The Occupant caught up with the migration at Lake Tahoe. Circling them clockwise in his car, then parking several miles down the shore of the lake, he trudged back to meet them, falling in with them and mingling. He checked every woman’s face and listened for the sound of every baby crying. Every woman he asked shook her head. After searching for an hour, he found himself surrounded by half a dozen men in white robes who, without saying a word or answering any of his questions, escorted him back to his car. Before leaving Tahoe, he bought a pair of binoculars at a sporting-goods store and followed the exodus in his car, watching them through the glasses from an adjacent ridge as they descended from the Sierras into a delta plain that was half field and half marsh; for hours from the ridge he pored over all the faces of the women through the binoculars, searching for hers, the white-robed priests watching him back, the glint of his old silver car caught by the blue winter sun. After three days of searching the same faces over and over, he gave up.

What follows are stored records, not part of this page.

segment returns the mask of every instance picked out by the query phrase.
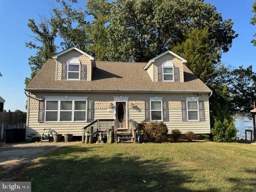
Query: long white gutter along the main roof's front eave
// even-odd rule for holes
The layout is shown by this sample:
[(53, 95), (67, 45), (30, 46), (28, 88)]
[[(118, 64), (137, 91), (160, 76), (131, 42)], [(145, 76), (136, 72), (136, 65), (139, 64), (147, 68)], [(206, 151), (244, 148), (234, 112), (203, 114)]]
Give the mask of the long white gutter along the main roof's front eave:
[(128, 89), (99, 89), (99, 90), (92, 90), (92, 89), (80, 89), (80, 90), (74, 90), (74, 89), (30, 89), (25, 88), (26, 91), (38, 91), (38, 92), (154, 92), (154, 93), (211, 93), (212, 91), (200, 91), (200, 90), (128, 90)]

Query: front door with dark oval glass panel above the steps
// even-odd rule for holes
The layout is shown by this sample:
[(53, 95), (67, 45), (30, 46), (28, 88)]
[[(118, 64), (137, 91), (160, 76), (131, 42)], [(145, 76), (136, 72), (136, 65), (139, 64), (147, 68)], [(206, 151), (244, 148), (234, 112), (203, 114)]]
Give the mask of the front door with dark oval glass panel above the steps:
[(118, 129), (127, 129), (126, 102), (116, 102), (116, 126)]

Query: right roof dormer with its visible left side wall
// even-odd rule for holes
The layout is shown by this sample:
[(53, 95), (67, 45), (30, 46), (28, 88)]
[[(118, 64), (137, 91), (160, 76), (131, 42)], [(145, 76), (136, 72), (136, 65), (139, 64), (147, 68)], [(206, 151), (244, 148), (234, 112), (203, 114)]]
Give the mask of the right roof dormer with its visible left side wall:
[(168, 50), (150, 59), (144, 70), (147, 70), (153, 82), (184, 82), (183, 63), (186, 62)]

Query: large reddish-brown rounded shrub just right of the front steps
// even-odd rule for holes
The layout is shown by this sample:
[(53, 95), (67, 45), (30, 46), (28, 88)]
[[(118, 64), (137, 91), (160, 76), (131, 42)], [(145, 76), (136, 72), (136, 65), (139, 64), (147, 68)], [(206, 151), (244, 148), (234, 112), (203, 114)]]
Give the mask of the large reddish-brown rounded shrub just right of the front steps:
[(148, 142), (162, 143), (166, 140), (168, 129), (163, 122), (150, 122), (144, 124), (143, 138)]

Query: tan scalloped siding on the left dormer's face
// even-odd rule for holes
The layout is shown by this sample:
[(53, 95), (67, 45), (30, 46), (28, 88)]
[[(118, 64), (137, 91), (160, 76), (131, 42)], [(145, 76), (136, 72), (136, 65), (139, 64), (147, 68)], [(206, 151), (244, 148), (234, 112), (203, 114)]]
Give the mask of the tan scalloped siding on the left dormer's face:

A couple of days later, hearing of a Chinese woman that a pair of Western eyes had taken for Japanese, he took a river ferry over to an island in the delta where he spent the night in a small ghost town. In the mainstreet bar where he had dinner, the only people were himself and the bartender; he also seemed to be the only guest of the old hotel across the street. That night the bare branches of the trees outside his window scraped the moonlight, the dark hummed with the buzz of mosquitoes; and he had a dream in which Angie came to him, moving soundlessly down the street past the houses to the hotel, through the old wooden lobby up the stairs to his room—to make another daughter, she said. Another? he asked. Through the shadows of the room she glided to his side. She dropped her clothes, touched herself until she was wet, and then straddled him, slipping him inside her. Impatient for the flash of his dream in her mind, she had him faster and faster until, stirred from his sleep, his erection collapsing in confusion before climax, he woke, half desperate and half mad with hope, to a strange girl on top of him in the dark. Angie? he murmured; and she vanished.

L
ET’S SAY SHE KNEW.
After seventeen years with me, married for nine, with our first and only child in her belly, she woke one morning, looked at me asleep in our bed, and saw the monster. Maybe she never saw it before, so she must be held as accountable for her blindness as I am for my monstrousness. Maybe she saw it in glimpses and turned away, so she must be held as accountable for her denials. But in the first case, what was her worst crime, except to have been innocent? And in the second case, what was her worst crime, except to have given me the benefit of the doubt?